Our study has a limitation. While 16S rRNA sequencing is useful, it may not reliably identify species within the M. fortuitum complex. More accurate methods, such as sequencing of the 16S–23S rRNA internal transcribed spacer (ITS) region or whole-genome sequencing,28 could provide definitive molecular identification. In recent years, MALDI-TOF MS has continued to be valued for microbial identification. However, its identification accuracy is dependent on the comprehensiveness and currency of the reference mass spectral database. In our study, M. houstonense was included in the MALDI-TOF MS database (Antobio MS 600, Zhengzhou, China). The clinical strain was identified as M. houstonense by both MALDI-TOF MS and 16S rRNA sequencing. The concordant results from these two distinct platforms significantly strengthened the reliability of our identification.
Conclusions
This case report describes submandibular lymphadenitis caused by M. houstonense in a child. Clinicians should maintain a high index of suspicion for this organism in pediatric cervicofacial lymphadenitis. Accurate species identification is essential. Treatment should be guided by validated antimicrobial susceptibility testing, with meticulous attention to pediatric dosing and safety monitoring. Broad-spectrum empiric regimens should be avoided, as M. houstonense exhibits diverse resistance patterns that necessitate targeted therapy to optimize efficacy and minimize toxicity in children.
Abbreviations
MALDI-TOF MS, Matrix-Assisted Laser Desorption/Ionization Time-of-Flight Mass Spectrometry; NTM, Non-tuberculous Mycobacteria; MIC, Minimum Inhibitory Concentration; RGM, Rapidly growing mycobacteria; AFB, Positive acid-fast bacilli; AST, Antimicrobial susceptibility testing; mNGS, Metagenomic next-generation sequencing.
Data Sharing Statement
The sequencing data can be accessed from GenBank (accession number: PV707975). The datasets analyzed and used in our study are available from the corresponding author upon reasonable request.

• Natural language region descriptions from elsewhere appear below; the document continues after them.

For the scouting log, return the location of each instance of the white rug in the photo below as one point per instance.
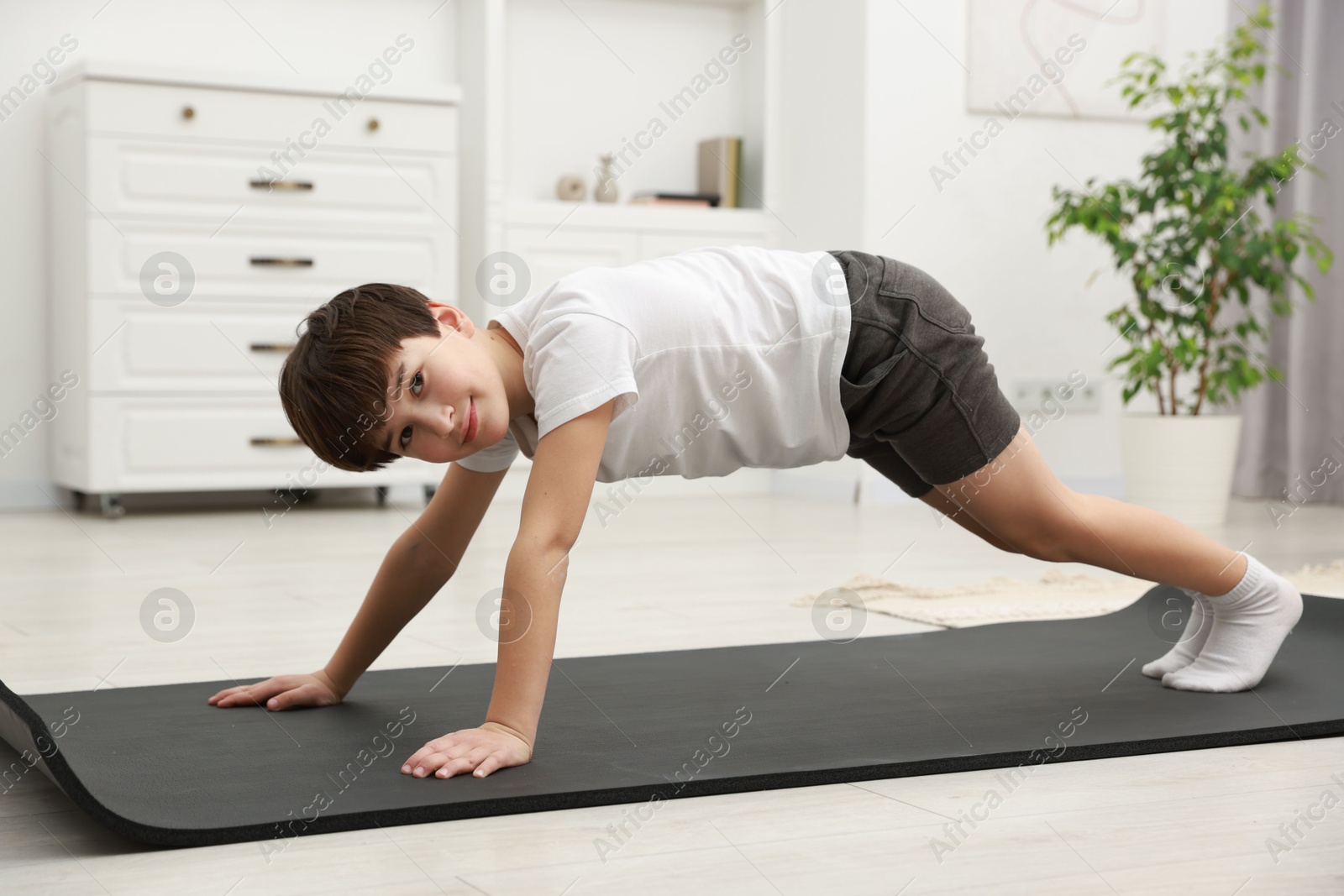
(1055, 595)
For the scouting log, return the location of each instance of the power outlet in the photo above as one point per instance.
(1045, 396)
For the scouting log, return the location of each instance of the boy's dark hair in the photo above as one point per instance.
(333, 383)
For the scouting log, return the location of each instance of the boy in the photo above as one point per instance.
(698, 364)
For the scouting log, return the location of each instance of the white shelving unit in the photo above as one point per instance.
(522, 58)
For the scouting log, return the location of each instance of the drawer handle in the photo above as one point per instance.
(281, 262)
(281, 184)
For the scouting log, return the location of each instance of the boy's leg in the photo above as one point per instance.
(1021, 501)
(945, 506)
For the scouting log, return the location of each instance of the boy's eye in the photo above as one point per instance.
(417, 385)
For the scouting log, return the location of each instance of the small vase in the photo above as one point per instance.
(605, 188)
(1180, 465)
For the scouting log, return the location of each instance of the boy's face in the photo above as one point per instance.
(450, 401)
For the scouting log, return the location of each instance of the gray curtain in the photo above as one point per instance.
(1294, 432)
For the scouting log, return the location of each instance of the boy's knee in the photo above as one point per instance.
(1047, 537)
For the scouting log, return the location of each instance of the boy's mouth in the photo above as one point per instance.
(472, 422)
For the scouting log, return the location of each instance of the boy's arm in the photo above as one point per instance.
(416, 567)
(558, 492)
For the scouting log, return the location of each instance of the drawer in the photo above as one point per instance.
(270, 264)
(288, 123)
(195, 347)
(223, 183)
(207, 443)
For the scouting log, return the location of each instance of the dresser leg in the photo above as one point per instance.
(111, 506)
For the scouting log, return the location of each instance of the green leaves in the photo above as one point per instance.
(1189, 234)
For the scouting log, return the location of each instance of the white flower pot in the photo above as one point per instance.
(1180, 465)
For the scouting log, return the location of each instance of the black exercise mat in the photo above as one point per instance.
(161, 766)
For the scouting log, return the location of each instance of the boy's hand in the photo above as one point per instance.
(486, 748)
(281, 692)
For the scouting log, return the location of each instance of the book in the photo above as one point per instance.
(721, 170)
(675, 199)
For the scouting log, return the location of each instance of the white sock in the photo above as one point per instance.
(1250, 622)
(1191, 638)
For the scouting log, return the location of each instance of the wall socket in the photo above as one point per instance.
(1041, 396)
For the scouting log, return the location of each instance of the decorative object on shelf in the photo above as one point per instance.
(605, 188)
(570, 188)
(721, 170)
(1195, 248)
(705, 201)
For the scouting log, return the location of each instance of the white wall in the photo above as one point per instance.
(333, 38)
(871, 97)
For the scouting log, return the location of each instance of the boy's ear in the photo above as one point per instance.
(452, 317)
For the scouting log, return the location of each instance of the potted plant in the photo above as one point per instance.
(1193, 244)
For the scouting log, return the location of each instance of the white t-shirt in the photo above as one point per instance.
(718, 359)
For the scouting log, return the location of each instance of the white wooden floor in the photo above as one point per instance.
(665, 574)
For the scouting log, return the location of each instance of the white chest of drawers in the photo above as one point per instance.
(260, 221)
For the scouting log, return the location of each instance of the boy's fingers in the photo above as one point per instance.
(463, 762)
(490, 763)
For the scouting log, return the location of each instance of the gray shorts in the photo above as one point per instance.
(918, 390)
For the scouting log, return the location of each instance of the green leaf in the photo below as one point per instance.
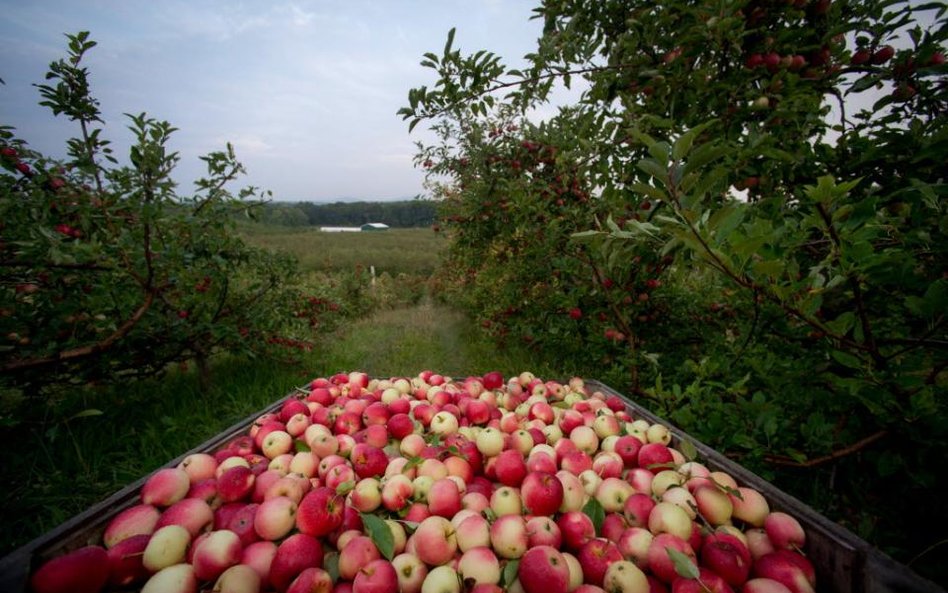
(510, 572)
(380, 533)
(684, 566)
(86, 414)
(331, 564)
(688, 449)
(596, 513)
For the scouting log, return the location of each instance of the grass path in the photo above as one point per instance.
(428, 336)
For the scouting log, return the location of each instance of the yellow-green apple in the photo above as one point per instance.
(640, 478)
(585, 439)
(508, 536)
(713, 504)
(669, 518)
(655, 457)
(625, 577)
(684, 499)
(140, 519)
(660, 563)
(479, 565)
(444, 498)
(577, 529)
(436, 540)
(608, 464)
(506, 501)
(543, 531)
(750, 506)
(441, 579)
(473, 532)
(320, 512)
(542, 493)
(199, 466)
(85, 570)
(167, 547)
(178, 578)
(396, 492)
(637, 508)
(784, 531)
(275, 517)
(125, 562)
(543, 569)
(366, 496)
(574, 495)
(294, 554)
(634, 543)
(727, 556)
(216, 553)
(575, 571)
(166, 487)
(357, 552)
(410, 572)
(595, 557)
(242, 523)
(665, 479)
(612, 493)
(788, 568)
(259, 556)
(237, 483)
(239, 578)
(590, 481)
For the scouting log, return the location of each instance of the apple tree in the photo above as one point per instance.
(109, 272)
(789, 158)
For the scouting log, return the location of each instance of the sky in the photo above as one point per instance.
(306, 91)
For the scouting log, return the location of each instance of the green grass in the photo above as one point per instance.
(396, 251)
(53, 470)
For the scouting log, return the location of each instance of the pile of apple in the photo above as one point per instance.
(430, 485)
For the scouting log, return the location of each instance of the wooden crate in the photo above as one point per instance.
(844, 563)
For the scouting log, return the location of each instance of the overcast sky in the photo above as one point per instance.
(306, 90)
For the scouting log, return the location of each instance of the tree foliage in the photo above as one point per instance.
(746, 202)
(108, 271)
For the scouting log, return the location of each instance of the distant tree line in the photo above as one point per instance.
(400, 214)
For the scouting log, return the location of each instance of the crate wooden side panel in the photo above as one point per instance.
(87, 527)
(844, 562)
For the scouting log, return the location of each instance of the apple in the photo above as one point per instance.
(577, 529)
(543, 569)
(320, 512)
(259, 556)
(508, 536)
(85, 570)
(436, 540)
(660, 563)
(293, 555)
(357, 553)
(441, 579)
(137, 520)
(178, 578)
(595, 557)
(410, 572)
(479, 565)
(275, 517)
(167, 547)
(216, 553)
(542, 493)
(165, 487)
(625, 577)
(727, 556)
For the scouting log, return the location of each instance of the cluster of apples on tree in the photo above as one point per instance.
(430, 485)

Ethics Approval and Consent to Participate
This study was approved by the local Ethics Committee of The Maternal and Child Health Hospital of Guangxi Zhuang Autonomous Region.
Consent for Publication
As the patient was 11 years old, consent for the publication of case details and the accompanying images was obtained from the patient’s guardian. The publication of the case details were approved by the medical ethics committee of The Maternal and Child Health Hospital of Guangxi Zhuang Autonomous Region.
Acknowledgment
The authors thank all staff who assisted us with this study.
Author Contributions
All authors made a significant contribution to the work reported, whether that is in the conception, study design, execution, acquisition of data, analysis and interpretation, or in all these areas; took part in drafting, revising or critically reviewing the article; gave final approval of the version to be published; have agreed on the journal to which the article has been submitted; and agree to be accountable for all aspects of the work.
Funding
This work was supported by the “Seedling plan” of The Maternal and Child Health Hospital of Guangxi Zhuang Autonomous Region Foundation (No. GXWCH-YMJH-2018008), the self-funded project of the Health Commission of Guangxi Zhuang Autonomous Region (No. Z-A20220265 and No. Z20210134), and the Major Departments (Department of Laboratory Medicine) Construction Project of Guangxi province.
Disclosure
The authors declare that they have no competing interests in this work.